We conducted a user study with two non-deaf people and conducted interviews with 6 non-deaf people after showing them a video of the application. After the result of the user study and interviews we come up with three broad comments. First of all, the non-deaf users might want to have additional capabilities in the app to help them in the learning of the Kazakh/Russian sign language. The application might have a list of handshapes that are used in the Kazakh/Russian sign language and in fingerspelling. Further, the app might have educational parts, where the user could learn by practicing fingerspelling and sign words/phrases. Second, the “Search by Categories” was deemed the least useful feature of the app by both groups. Thirdly, the app might need to include a tutorial of how to use the app. The tutorial might consist of a video that demonstrates and explains all the features when the app is first launched.

There were some other useful points from the user study. One participant said that looking for a word in “Search by Categories” was not very easy. In response, we included the A-Z index list shown in Fig. 4. Users can slide their fingers along the index list, and the app would “snap” or move to the words that begin with a particular letter in the index list. In addition, during the user study, searching by handshapes took a long time for both participants, in the range from 1 min to almost 2 min. The fingerspelling model gave reasonable results, for example, when the users were instructed to fingerspell the word , although the timing was not great, about 2 min for both participants. When the participants were instructed to fingerspell the word the model could not recognize the handshape for the letter for both users.

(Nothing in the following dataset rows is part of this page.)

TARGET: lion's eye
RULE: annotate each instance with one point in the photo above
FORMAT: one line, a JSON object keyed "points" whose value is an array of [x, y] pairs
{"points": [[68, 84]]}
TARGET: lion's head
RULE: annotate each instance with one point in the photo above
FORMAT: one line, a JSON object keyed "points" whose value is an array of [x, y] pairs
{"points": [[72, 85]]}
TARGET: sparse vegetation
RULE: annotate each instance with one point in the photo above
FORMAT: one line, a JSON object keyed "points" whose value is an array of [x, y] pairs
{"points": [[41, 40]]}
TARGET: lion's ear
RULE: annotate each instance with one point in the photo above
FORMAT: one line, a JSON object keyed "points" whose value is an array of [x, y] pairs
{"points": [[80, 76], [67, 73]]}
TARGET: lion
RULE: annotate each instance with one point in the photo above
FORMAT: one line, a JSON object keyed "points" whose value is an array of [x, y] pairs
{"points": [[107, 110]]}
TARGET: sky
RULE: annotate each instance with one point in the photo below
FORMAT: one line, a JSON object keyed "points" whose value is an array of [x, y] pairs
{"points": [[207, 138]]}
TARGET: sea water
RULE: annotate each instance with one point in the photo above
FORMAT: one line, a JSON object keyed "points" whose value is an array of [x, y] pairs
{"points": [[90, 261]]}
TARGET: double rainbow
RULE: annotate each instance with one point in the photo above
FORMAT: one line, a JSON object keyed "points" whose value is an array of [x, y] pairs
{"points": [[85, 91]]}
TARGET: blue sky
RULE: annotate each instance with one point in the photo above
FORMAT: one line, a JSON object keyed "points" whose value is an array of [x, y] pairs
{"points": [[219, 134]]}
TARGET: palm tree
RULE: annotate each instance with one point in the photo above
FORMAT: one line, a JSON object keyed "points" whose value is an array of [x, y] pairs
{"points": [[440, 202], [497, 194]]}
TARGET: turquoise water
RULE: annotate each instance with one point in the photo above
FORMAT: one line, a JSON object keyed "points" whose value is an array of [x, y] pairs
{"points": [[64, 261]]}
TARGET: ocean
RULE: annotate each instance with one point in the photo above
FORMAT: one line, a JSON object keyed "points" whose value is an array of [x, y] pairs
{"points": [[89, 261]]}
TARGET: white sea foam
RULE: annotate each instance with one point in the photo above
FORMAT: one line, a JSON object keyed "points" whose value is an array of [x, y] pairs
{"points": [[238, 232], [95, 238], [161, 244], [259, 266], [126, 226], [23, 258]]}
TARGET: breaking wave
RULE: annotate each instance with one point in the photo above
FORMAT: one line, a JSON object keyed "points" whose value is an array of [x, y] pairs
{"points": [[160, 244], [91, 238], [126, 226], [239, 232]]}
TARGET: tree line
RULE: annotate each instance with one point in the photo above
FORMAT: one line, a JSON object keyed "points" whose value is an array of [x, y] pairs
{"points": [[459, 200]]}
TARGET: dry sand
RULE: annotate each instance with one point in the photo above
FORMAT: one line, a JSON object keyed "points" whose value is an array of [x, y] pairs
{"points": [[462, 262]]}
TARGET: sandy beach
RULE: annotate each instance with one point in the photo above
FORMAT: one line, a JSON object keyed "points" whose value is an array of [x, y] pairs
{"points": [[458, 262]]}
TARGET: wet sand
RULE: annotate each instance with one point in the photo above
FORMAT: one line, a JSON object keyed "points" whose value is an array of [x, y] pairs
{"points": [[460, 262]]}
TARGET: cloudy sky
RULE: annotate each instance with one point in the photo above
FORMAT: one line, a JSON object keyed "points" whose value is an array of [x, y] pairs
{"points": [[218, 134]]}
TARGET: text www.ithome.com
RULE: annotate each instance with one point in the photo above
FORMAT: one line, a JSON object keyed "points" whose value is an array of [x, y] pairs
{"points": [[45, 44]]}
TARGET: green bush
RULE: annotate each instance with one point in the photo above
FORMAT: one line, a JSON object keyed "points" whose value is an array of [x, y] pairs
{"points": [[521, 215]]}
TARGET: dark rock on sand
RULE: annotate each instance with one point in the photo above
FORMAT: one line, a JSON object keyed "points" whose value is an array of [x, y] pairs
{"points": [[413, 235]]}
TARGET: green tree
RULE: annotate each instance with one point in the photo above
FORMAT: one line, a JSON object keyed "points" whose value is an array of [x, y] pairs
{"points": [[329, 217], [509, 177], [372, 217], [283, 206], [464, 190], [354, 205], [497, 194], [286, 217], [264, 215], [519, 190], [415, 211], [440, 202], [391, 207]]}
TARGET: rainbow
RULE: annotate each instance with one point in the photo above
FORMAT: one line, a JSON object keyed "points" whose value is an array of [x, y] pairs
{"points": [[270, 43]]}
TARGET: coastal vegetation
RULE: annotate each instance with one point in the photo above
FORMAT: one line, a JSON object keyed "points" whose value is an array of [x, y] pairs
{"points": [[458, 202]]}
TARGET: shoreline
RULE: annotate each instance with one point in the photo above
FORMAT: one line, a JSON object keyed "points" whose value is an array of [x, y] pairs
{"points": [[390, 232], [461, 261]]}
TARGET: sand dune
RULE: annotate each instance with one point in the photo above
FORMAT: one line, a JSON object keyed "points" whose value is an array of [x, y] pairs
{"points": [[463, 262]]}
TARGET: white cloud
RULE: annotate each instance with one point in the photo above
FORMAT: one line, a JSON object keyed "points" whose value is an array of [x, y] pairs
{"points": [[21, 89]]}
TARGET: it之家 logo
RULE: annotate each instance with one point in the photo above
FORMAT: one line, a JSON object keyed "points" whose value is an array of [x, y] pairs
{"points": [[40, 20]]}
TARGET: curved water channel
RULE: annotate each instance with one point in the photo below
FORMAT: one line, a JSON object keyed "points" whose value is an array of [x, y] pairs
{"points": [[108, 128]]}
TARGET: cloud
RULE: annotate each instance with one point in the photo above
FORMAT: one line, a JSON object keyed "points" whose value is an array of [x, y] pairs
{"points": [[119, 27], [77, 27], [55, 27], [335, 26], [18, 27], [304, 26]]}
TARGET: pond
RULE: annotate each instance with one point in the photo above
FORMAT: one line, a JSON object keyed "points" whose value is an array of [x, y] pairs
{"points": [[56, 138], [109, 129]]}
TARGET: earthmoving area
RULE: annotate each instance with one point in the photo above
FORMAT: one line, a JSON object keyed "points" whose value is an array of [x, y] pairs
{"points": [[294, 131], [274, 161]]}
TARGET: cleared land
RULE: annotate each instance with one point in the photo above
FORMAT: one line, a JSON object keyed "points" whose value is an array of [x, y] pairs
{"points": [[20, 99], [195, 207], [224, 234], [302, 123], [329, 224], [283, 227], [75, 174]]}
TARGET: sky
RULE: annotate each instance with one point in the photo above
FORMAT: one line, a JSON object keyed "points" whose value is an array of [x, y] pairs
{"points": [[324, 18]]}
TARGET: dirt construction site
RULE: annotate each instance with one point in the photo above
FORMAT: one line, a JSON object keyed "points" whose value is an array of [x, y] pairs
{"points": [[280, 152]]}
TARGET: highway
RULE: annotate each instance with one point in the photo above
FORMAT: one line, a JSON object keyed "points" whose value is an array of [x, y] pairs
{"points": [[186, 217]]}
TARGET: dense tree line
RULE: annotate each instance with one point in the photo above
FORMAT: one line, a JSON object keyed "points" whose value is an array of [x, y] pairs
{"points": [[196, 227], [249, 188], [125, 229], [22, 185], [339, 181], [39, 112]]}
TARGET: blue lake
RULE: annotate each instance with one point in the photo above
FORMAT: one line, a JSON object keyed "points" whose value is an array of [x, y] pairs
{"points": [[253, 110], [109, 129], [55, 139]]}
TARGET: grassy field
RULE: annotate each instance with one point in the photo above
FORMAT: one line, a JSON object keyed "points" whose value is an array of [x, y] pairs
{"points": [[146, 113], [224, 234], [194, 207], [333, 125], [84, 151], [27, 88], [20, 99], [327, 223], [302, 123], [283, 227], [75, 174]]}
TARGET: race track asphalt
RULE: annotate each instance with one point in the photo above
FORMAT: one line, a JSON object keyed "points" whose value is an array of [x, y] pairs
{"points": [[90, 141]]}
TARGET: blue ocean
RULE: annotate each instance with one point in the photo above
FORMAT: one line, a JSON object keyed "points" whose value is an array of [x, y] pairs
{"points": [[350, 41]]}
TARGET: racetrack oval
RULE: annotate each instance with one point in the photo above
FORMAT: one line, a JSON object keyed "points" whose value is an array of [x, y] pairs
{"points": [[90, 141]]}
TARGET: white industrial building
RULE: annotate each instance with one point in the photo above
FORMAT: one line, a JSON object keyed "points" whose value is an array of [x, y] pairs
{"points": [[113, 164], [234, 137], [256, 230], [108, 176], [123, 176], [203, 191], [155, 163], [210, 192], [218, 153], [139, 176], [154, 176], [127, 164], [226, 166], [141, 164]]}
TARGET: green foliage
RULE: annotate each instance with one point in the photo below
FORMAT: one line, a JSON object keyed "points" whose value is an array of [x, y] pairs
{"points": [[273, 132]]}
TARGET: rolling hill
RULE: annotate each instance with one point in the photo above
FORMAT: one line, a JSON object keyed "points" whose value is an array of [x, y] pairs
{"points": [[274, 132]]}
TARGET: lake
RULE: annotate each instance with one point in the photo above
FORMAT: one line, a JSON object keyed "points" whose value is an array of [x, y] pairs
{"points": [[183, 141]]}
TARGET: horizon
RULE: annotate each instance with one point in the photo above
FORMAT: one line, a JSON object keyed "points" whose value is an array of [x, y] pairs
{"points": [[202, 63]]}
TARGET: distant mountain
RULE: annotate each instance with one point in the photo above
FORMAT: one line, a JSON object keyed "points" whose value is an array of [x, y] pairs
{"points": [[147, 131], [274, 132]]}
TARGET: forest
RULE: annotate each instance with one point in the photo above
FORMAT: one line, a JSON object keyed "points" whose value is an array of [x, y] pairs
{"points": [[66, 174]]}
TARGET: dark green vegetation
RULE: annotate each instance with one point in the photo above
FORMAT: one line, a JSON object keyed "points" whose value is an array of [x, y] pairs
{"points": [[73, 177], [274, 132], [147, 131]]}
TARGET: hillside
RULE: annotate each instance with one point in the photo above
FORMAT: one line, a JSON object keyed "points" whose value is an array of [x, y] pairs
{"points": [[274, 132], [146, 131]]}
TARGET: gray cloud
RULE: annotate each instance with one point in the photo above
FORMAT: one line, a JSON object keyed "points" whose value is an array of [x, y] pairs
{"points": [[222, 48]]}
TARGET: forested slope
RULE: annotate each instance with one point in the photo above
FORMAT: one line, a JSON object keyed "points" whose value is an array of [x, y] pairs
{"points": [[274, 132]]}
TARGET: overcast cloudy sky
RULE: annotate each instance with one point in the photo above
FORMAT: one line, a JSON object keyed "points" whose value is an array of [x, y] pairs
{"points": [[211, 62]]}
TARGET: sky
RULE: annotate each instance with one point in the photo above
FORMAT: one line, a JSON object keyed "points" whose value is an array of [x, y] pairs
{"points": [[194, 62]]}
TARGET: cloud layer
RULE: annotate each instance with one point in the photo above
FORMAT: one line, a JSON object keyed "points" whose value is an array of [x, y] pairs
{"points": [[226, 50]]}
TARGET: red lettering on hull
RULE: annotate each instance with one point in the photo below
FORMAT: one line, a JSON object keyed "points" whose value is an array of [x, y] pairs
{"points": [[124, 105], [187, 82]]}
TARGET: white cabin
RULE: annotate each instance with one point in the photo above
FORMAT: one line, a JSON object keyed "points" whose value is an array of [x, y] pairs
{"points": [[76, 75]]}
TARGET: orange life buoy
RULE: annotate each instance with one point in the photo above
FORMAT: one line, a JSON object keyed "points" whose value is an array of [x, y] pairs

6 Conclusion and Future Work

In this work we presented the prototype of an automatic reverse dictionary based on the video-based handshape configuration search. Handshape is the basic component of a sign. Thus, searching by demonstration provides the most natural way for the users. We also presented how transfer learning could be applied to sign language recognition. As most of the sign languages are considered as low-resource languages, such approach could be beneficial when annotated data is limited.

Future work will include training a hand detection model compatible with Core ML. This will allow us to run all models on the device and will allow the users to use the application without the need to be connected to the internet. Moreover, a user study with deaf people should be conducted and the feedback should be incorporated in the future version of the application. We plan to conduct a two-step usability study. Firstly, we plan to conduct a pilot study with approximately five hearing users and later conduct a usability study with approximately five deaf users. According to Nielsen and Landauer [15] five users should be enough to find most of the usability issues during the testing.